Essential Components in a Partition Suit

  • Introduction of the parties 
  • Facts of the case 
  • What led to Partition 
  • Reasons for Partition 
  • Cause of Action 
  • Jurisdiction
  • Court Fee 
  • Relief 
  • Schedule of Property 
  • Verification 


Out of the three ways for filing a partition suit, a partition deed is the best alternative. Once the partition deed is registered, it becomes legal and binding. Hence, this option helps the disputing parties to avoid a long and expensive road to justice by evading the lengthy proceedings of the court and the partition deed also acts as evidence for future references. Partition through Family settlement is also recommended for the parties who may wish to skip the formalities of registration. 

The partition suits can be filed by son or daughter. It is a known fact that the position of daughters’ rights during partition of property has been controversial. It was expected that after the Hindu Succession (Amendment) Act, 2005 a change would be observed in the social status of the daughters. However, the 2015 judgment (Prakash vs Phulavati) restricted the daughters to claim their share in the ancestral property.

Nevertheless, after 15 long years of the amendment, the Hon’ble Supreme Court, in the celebrated judgment of Vineeta Sharma v. Rakesh Sharma, cleared the ambiguity of the position of daughter’s right in ancestral property. The time occupied by the court in interpreting the amendment must have made substantial losses to daughters who filed their claim in the ancestral property but weren’t given the same. Other than that, a child in the womb is entitled to get an equal share in the partition of the property. Be it with a son or a daughter, they are equally entitled to acquire an equal share in the property. As per Section 12 of the Hindu Adoption and Maintenance Act, 1956, an adopted child is eligible to acquire an equal share in the partition property.
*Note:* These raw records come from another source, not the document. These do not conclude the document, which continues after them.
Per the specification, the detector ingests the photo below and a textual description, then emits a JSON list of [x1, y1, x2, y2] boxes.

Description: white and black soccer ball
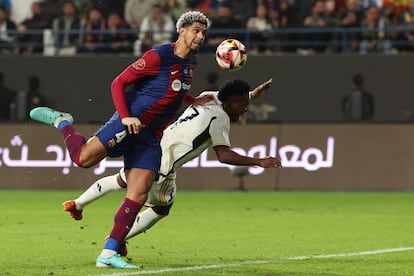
[[215, 39, 247, 71]]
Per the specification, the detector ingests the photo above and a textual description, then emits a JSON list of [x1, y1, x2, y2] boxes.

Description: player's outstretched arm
[[249, 78, 273, 100], [213, 145, 282, 168], [192, 93, 216, 105]]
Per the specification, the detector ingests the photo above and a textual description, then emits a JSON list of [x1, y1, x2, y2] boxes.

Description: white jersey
[[158, 91, 231, 177]]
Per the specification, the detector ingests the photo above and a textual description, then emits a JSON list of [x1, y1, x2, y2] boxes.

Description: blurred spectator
[[205, 2, 243, 52], [277, 0, 297, 52], [14, 1, 48, 54], [105, 11, 133, 53], [257, 0, 279, 28], [90, 0, 125, 19], [72, 0, 93, 19], [51, 0, 83, 55], [342, 73, 374, 121], [302, 0, 336, 53], [293, 0, 313, 27], [133, 3, 174, 56], [383, 0, 408, 26], [11, 75, 48, 121], [226, 0, 256, 26], [246, 3, 273, 53], [359, 6, 393, 55], [0, 4, 17, 54], [197, 0, 219, 19], [161, 0, 187, 22], [330, 0, 347, 17], [398, 0, 414, 51], [10, 0, 42, 24], [124, 0, 157, 31], [41, 0, 67, 26], [185, 0, 199, 9], [26, 75, 47, 116], [336, 0, 362, 53], [359, 0, 383, 12], [206, 71, 219, 91], [79, 7, 106, 53], [0, 72, 17, 121]]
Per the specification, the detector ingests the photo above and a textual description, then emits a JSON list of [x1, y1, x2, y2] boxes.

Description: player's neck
[[174, 42, 191, 59]]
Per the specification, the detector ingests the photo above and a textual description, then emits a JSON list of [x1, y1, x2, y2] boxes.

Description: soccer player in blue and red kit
[[29, 11, 210, 269]]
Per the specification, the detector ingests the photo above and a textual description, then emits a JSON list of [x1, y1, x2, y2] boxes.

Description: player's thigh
[[78, 136, 108, 166], [147, 174, 177, 207]]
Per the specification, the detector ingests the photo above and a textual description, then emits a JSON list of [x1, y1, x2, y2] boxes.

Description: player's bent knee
[[116, 173, 127, 188], [152, 204, 173, 216]]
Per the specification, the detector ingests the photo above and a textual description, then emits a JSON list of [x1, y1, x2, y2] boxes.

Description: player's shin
[[75, 173, 124, 210], [100, 197, 142, 258]]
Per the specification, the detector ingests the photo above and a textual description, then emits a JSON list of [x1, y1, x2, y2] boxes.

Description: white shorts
[[146, 173, 177, 207]]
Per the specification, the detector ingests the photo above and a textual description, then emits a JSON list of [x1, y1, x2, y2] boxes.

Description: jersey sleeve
[[209, 113, 231, 147], [111, 50, 161, 118], [184, 93, 196, 104]]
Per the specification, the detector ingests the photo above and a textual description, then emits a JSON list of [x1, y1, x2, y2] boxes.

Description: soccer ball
[[215, 39, 247, 71]]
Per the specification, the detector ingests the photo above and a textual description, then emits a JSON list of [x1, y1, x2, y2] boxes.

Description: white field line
[[94, 246, 414, 276]]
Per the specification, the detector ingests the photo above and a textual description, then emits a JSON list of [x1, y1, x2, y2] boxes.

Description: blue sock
[[57, 120, 71, 131], [104, 237, 119, 251]]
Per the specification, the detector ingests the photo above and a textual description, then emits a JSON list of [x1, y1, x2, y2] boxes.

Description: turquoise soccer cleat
[[29, 107, 73, 128], [96, 254, 138, 269]]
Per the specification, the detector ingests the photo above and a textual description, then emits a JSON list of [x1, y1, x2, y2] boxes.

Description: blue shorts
[[94, 112, 161, 172]]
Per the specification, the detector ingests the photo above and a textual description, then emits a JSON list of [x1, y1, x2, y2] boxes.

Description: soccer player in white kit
[[63, 78, 281, 259]]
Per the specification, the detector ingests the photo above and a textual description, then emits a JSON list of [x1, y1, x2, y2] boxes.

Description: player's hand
[[250, 78, 273, 100], [121, 117, 145, 134], [193, 93, 216, 105], [258, 156, 282, 168]]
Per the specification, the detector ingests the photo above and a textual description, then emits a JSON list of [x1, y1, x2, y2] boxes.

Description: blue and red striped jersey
[[111, 43, 196, 139]]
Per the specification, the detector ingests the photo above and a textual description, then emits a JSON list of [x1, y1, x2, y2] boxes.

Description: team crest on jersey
[[171, 79, 182, 91], [124, 207, 130, 214], [132, 59, 145, 70], [108, 139, 116, 148]]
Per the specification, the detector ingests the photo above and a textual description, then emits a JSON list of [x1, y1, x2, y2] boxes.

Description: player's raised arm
[[213, 145, 282, 168], [249, 78, 273, 100]]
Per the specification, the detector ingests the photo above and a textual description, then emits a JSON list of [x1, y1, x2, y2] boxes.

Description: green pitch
[[1, 190, 414, 275]]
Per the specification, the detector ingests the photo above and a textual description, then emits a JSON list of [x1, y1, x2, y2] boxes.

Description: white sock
[[100, 249, 117, 258], [75, 174, 124, 210], [125, 208, 165, 240]]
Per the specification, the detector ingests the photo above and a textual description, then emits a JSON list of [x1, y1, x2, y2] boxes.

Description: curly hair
[[175, 11, 209, 32], [218, 79, 251, 102]]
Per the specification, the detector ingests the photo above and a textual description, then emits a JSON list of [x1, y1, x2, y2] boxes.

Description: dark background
[[1, 54, 412, 123]]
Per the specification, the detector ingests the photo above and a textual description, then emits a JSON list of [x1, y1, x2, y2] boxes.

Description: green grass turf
[[1, 190, 413, 275]]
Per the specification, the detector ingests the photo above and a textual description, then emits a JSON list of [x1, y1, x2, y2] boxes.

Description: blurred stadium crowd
[[1, 0, 414, 55]]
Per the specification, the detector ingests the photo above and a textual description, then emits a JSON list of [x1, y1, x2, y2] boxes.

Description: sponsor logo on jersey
[[182, 82, 191, 90], [172, 79, 191, 92], [132, 59, 145, 70]]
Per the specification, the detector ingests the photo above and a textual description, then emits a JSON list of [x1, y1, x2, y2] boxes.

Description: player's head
[[218, 79, 251, 122], [176, 11, 209, 53]]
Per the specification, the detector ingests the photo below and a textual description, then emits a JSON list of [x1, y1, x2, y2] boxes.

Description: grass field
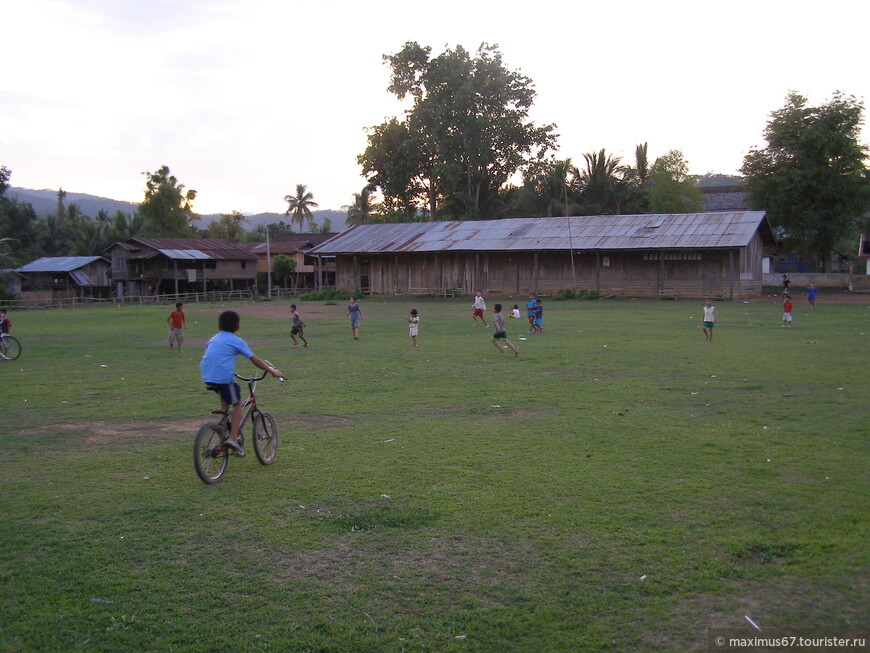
[[2, 295, 868, 652]]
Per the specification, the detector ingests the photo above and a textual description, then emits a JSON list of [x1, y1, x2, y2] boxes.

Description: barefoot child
[[289, 304, 308, 347], [167, 302, 186, 353], [491, 304, 518, 357], [702, 298, 716, 341], [406, 308, 419, 346], [472, 290, 488, 328], [782, 295, 793, 327]]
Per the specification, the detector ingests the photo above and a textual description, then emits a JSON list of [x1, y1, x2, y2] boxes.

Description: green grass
[[2, 297, 868, 651]]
Witnessing the increase in the no. of partition suits, The Hon’ble Supreme Court in Afcons Infrastructure Ltd. v. Cherian Varkey Construction Co. (P) Ltd listed the suits and cases that are suitable to be resolved by the mechanisms of Alternative Dispute Resolution. The disputes relating to partition/division among family members, coparceners, or co-owners may be referred to ADR processes. Thus, to avoid litigation costs, a complex procedure of the court, and save the crucial time of the courts, it is advisable for the disputing parties to resolve the partition suit by utilizing the ADR mechanisms.